7-Eleven closes hundreds of stores: Strategic realignment despite retro charm

  • These closures are part of a long-term growth strategy that also includes digital initiatives and branch network expansion.
  • Seven & i Holdings plans to close 444 less profitable 7-Eleven locations in North America by the end of the year.

Eulerpool News·

While the legendary retro signs of 7-Eleven remain memorable, the brand is undergoing a significant transformation. The parent company, Seven & i Holdings, plans to close 444 less profitable 7-Eleven locations in North America by the end of the year. This decision was revealed in a recent quarterly report from October 10. Interestingly, 7-Eleven is not the only traditional chain recently affected by store closures. The restaurant chain Red Lobster also had to close hundreds of locations and file for bankruptcy before an investment company took over the business.

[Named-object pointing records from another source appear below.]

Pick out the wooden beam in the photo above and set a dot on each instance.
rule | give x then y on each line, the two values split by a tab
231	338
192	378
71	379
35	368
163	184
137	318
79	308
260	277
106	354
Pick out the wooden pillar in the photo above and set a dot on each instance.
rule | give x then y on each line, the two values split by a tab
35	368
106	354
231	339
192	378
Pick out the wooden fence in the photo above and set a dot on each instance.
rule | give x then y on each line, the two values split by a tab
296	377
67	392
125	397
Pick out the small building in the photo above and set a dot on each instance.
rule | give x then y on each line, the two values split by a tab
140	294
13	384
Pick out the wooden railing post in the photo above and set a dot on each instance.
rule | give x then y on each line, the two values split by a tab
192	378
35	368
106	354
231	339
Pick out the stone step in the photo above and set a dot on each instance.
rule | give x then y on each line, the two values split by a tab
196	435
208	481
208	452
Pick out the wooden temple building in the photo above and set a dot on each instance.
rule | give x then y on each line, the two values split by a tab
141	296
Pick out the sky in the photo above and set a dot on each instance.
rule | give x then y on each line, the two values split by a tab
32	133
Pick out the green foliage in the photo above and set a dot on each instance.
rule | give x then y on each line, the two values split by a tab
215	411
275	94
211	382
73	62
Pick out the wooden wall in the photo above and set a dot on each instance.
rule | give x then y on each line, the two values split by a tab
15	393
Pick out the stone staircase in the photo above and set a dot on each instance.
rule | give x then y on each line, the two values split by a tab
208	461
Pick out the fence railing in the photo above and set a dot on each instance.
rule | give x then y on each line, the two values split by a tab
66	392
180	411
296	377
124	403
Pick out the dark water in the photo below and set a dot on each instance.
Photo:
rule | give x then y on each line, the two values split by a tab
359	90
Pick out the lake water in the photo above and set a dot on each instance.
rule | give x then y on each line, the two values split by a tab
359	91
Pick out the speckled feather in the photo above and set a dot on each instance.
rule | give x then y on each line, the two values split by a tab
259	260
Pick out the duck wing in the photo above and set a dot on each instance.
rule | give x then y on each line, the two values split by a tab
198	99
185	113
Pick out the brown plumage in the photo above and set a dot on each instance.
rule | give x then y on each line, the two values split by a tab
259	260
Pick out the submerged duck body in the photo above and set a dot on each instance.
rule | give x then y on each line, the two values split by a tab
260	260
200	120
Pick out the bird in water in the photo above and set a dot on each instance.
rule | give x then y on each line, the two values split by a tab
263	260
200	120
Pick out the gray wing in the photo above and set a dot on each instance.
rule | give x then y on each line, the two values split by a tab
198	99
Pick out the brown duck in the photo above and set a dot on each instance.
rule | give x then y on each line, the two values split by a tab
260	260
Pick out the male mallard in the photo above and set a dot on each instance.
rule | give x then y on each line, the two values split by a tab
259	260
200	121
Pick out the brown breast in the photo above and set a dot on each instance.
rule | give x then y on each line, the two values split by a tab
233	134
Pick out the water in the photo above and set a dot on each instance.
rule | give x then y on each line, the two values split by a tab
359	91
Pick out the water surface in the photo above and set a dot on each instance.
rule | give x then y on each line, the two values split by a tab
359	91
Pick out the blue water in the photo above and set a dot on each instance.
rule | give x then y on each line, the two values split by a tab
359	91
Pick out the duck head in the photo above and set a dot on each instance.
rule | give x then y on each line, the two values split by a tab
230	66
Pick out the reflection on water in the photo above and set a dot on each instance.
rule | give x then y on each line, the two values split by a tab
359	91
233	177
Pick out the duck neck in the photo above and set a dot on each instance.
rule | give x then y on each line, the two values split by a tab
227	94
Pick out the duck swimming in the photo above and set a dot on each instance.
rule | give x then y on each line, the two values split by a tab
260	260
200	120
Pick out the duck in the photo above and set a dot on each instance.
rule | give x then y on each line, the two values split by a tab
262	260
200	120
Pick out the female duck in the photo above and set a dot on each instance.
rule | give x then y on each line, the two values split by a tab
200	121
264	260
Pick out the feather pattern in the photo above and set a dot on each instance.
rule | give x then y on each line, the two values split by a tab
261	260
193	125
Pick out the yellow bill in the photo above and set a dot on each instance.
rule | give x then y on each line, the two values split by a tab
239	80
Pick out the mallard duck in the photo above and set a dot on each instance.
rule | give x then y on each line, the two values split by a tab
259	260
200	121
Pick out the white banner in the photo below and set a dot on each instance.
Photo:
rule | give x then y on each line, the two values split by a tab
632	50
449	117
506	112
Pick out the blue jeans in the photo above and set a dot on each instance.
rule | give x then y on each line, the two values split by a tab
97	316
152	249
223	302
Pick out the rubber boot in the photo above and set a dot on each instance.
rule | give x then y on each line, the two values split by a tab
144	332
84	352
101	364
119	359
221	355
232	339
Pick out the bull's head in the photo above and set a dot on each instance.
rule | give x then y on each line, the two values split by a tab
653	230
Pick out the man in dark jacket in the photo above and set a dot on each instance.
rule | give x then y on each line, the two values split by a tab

However, the loss of revenue for 7-Eleven seems to be less about free Slurpees and more about changing consumer habits. According to the report, key factors contributing to the revenue decline include the growing delivery service business and the fact that 62% of customers live paycheck to paycheck. Additionally, tobacco usage has decreased by 26% since 2019. Closing stores that do not fit the growth strategy is only part of Seven & i's comprehensive plan aimed at "long-term success." This includes increasing personalized products, accelerating digital initiatives and delivery services, expanding the store network, and improving efficiency and cost leadership. The group emphasizes that the portfolio streamlining aligns with the long-term growth strategy, and they continue to expand in regions where there is demand for more convenience.